Leer nos es natural; como si el alfabeto y donde se asientan miles de millones de escritos de diverso orden hubiesen estado siempre entre nosotros. Olvidamos el largo proceso desde la cultura oral al invento de la escritura en tablillas de arcilla y los ligeros, aunque incómodos, papiros. Irene Vallejo, maravillosa escritora, nos lo recuerda en “El infinito en un junco”, una publicación sobre la invención de los libros en el mundo antiguo y su relación con su propia vida y las nuestras. Nos acerca sin sentirlo a la biblioteca de Alejandría en Egipto, ciudad-faro de arribo de barcos y de ideas, ambos navegando inciertos con la expansión del mundo griego bajo la égida del Magno Alejandro. Escribir y leer se convertiría en privilegio de pocos hombres. “Asentar” ideas, leyes, recetas, validaba el conocimiento de unos -y añado- dejaba en la penumbra el saber de otros, los más débiles. La oralidad -especial don femenino- llenaba la cesta de lo “incivilizado”.

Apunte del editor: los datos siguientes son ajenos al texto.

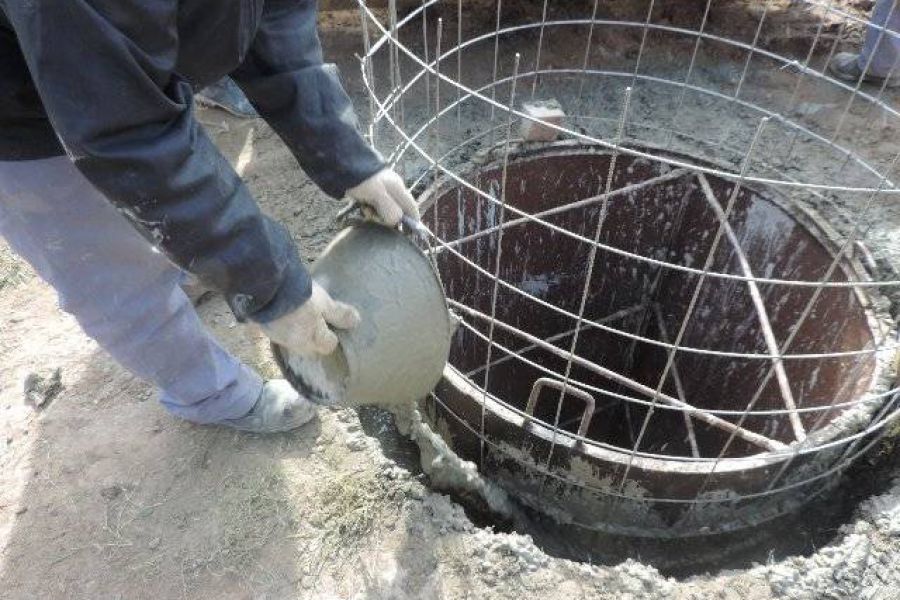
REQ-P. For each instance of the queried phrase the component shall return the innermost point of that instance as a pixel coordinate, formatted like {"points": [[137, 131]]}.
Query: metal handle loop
{"points": [[543, 382]]}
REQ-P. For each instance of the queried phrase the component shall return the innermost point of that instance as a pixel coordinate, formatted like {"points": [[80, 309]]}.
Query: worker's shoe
{"points": [[226, 95], [279, 408], [846, 67]]}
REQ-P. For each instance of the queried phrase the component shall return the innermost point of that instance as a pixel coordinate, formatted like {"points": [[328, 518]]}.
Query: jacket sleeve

Sin conocimiento, sin la traslación de ideas y saberes, las conquistas quedarían en miles de anónimos muertos y tierras arrasadas. Esto lo sabían de memoria griegos y romanos. Y así se multiplicaban frenéticamente las copias de copias de los escritos de Homero, Safo o Herodoto. Así mismo sucedió con las primeras versiones de la biblia, cuando en el siglo IV Europa dejo de ser “pagana” para seguir a Cristo. Y el teléfono dañado reproducía dónde y cómo podía ideas filosóficas, descubrimientos médicos y astrológicos. Alguno que otro se corregía en su camino a las grandes bibliotecas, sagrados espacios que con la Roma de termas y baños también se convirtieron en parte del ocio y deleite. Estos lugares bibliófilos fueron en su momento el reducto de triunfos de guerra. Oficializaron lo que el poder civilizatorio deseaba divulgar.
Así, los secretos transmitidos por labios amorosos fueron quedando en el olvido…¿Otorgaremos algún día el mismo derecho a escuchar lo que aún musitan millones que no escriben ni leen, pero cuentan sabiamente?